The Probability Densities are:

When the boxes are close together, the coupling effect between both boxes is observed. The energy levels of the single finite box split into two levels for the two-box potential: one higher (odd solutions) and one lower in energy (even solutions). The even solution wavefunctions have the unusual result of a probability density of finding the particle inside the $V_1$ barrier (area shaded in cyan) to be larger, while for the odd solutions, the probability of finding the particle between the boxes reaches zero.

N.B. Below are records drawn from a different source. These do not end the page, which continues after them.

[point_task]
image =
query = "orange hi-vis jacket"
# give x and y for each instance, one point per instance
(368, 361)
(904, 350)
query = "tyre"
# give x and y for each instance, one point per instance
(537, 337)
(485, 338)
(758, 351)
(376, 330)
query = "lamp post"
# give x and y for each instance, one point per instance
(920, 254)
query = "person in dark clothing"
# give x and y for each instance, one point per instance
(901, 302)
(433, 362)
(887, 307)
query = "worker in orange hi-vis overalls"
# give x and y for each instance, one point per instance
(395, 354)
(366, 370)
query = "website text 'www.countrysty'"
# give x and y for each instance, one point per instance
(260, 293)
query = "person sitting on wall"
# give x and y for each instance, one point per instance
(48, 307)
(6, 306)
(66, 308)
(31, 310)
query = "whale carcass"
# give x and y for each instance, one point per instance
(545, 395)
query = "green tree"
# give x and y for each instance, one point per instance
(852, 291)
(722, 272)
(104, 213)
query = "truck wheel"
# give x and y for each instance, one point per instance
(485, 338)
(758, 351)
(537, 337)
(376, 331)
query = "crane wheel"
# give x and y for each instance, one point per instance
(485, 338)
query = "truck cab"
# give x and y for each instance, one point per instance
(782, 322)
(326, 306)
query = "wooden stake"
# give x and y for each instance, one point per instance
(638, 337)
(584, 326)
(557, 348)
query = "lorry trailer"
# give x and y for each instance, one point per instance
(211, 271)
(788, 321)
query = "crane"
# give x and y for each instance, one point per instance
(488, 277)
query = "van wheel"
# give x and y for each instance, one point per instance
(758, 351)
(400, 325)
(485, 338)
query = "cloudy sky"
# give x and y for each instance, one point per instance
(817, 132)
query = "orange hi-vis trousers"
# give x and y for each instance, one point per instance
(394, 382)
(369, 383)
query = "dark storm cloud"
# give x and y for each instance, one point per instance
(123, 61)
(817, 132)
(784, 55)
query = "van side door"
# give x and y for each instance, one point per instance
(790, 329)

The tunneling probability (areas shaded in green in the graphs above) correspond to the area under the probability densities outside both boxes, that is, for $x \geq \frac{d}{2}+L$ and for $x \leq -\frac{d}{2}-L$. It corresponds to: $$ \frac{\int^{-\frac{d}{2}-L}_{-\infty} |\psi(x)|^2\ dx +\int^{+\infty}_{\frac{d}{2}+L} |\psi(x)|^2\ dx }{\int_{-\infty}^{+\infty} |\psi(x)|^2\ dx }$$

It is also interesting to evaluate the probability of finding the particle inside the barrier (area shaded in purple in the cell above), that is, between $-\frac{d}{2} \leq x \leq \frac{d}{2}$. This probability equals to: $$ \frac{\int_{-\frac{d}{2}}^{\frac{d}{2}} |\psi(x)|^2\ dx}{\int_{-\infty}^{+\infty} |\psi(x)|^2\ dx }$$

These integrals can be solved analytically (for the even and for the odd solutions). After doing that, the tunneling probability and probability of being inside the barrier for each state is:

In [44]:
print ("\nThe tunneling probabilities and probabilities of being inside the barrier are:")
for n in range(1,nstates+1):
    k = np.sqrt(E_vals[n-1])*val
    a0 = np.sqrt(Vo-E_vals[n-1])*val
    a1 = np.sqrt(V1-E_vals[n-1])*val
    # Odd wavefunction
    if (n%2==0):
        C = 1.0
        B = f3(E_vals[n-1])*C
        D = np.exp(a0*(L+d/2.0))*(B*np.cos(k*(L+d/2.0))+C*np.sin(k*(L+d/2.0)))
        tunn_prob = D*D*np.exp(-a0*(2.0*L+d))/(2.0*a0)
        total_prob = tunn_prob
        if (d>0.0):
            A = (B*np.cos(k*d/2.0)+C*np.sin(k*d/2.0))/(-np.exp(-a1*d/2.0)+np.exp(a1*d/2.0))
            barr_prob = A*A*(np.sinh(a1*d)/a1-d)
            total_prob += barr_prob
        else:
            barr_prob = 0.0
        total_prob += (B*B*(np.sin(k*(2.0*L+d))+2.0*L*k-np.sin(k*d))+2.0*B*C*(np.cos(k*d)-np.cos(k*(2.0*L+d)))+C*C*(-np.sin(k*(2.0*L+d))+2.0*L*k+np.sin(k*d)))/(4.0*k)
    # Even wavefunction
    else:
        B = 1.0
        C = f1(E_vals[n-1])*B
        A = (B*np.cos(k*d/2.0)+C*np.sin(k*d/2.0))/(np.exp(-a1*d/2.0)+np.exp(a1*d/2.0))
        D = np.exp(a0*(L+d/2.0))*(B*np.cos(k*(L+d/2.0))+C*np.sin(k*(L+d/2.0)))
        barr_prob = A*A*(np.sinh(a1*d)/a1+d)
        tunn_prob = D*D*np.exp(-a0*(2.0*L+d))/(2.0*a0)
        total_prob = barr_prob + tunn_prob
        total_prob += (B*B*(np.sin(k*(2.0*L+d))+2.0*L*k-np.sin(k*d))+2.0*B*C*(np.cos(k*d)-np.cos(k*(2.0*L+d)))+C*C*(-np.sin(k*(2.0*L+d))+2.0*L*k+np.sin(k*d)))/(4.0*k)
    print ("  State  n=%3d   tunneling probability = %5.2f%%, barrier probability = %5.2f%%" % (n,100*tunn_prob/total_prob,100*barr_prob/total_prob))
Enter the value for Vo (in eV) = 
Enter the value for L (box size, in Angstroms) = 
Enter the value for V1 (V1 >= Vo, in eV) = 
Enter the value for d (barrier size, in Angstroms) = 



See how low the probability of finding the particle inside the barrier is for odd wavefunctions (even values of $n$)